FDA Panel Gives Mixed Reaction to Boston Scientific's Watchman LAAC Device

October 8, 2014—The Circulatory System Devices Panel of the US Food and Drug Administration (FDA) met in Gaithersburg, Maryland, to consider new data related to the premarket approval application for the first-of-its-kind transcatheter Watchman left atrial appendage closure (LAAC) device (Boston Scientific Corporation), which is indicated to prevent thromboembolism from the left atrial appendage.

The panel was chaired by Richard L. Page, MD, of the University of Wisconsin School of Medicine in Madison, Wisconsin. 

The 12-member voting panel agreed unanimously “Yes” on the first question of whether there is reasonable assurance that Watchman LAAC therapy is safe for use in patients who meet the criteria specified in the proposed indication.

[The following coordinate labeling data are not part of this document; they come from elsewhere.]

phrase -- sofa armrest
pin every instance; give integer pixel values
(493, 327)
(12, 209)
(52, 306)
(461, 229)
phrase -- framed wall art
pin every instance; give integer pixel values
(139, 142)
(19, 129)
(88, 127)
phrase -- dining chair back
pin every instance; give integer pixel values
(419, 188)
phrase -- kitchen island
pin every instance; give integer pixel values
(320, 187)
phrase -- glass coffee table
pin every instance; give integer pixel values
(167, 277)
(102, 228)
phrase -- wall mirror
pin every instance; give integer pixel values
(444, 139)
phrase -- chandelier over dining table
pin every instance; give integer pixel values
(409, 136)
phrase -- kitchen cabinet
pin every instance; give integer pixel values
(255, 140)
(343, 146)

On the second question, whether there is reasonable assurance that the Watchman LAAC therapy is effective for use in for patients who meet the criteria specified in the proposed indication, the panel was split with six “Yes” to six “No” votes, with Panel Chair Dr. Page breaking the tie with a “No” vote.

Finally, on the third question of whether the benefits of the Watchman LAAC therapy for use in patients who meet the criteria specified in the proposed indication outweigh the risks for use in patients who meet the criteria specified in the proposed indication, there were six “Yes” votes, five “No” votes, and one panelist who abstained from voting. 

The FDA’s complete meeting materials, including the FDA’s executive summary, the scheduled agenda, and the full roster of panelists and representatives, are available online. Further background is available in a previous Cardiac Interventions Today news story, which was issued before this meeting.

In a statement from Boston Scientific, the company advised that although the FDA is not bound by this vote, the agency takes advisory panel comments and recommendations into account when reviewing the Watchman device application. The company stated that it is committed to working with the FDA to address the panel’s comments.  

Boston Scientific noted that the panel provided substantial input and guidance related to the proposed indications for use and target patient population. The company added that there was widespread agreement among the panel members that the device provides a much-needed alternative to long-term anticoagulation for some patients.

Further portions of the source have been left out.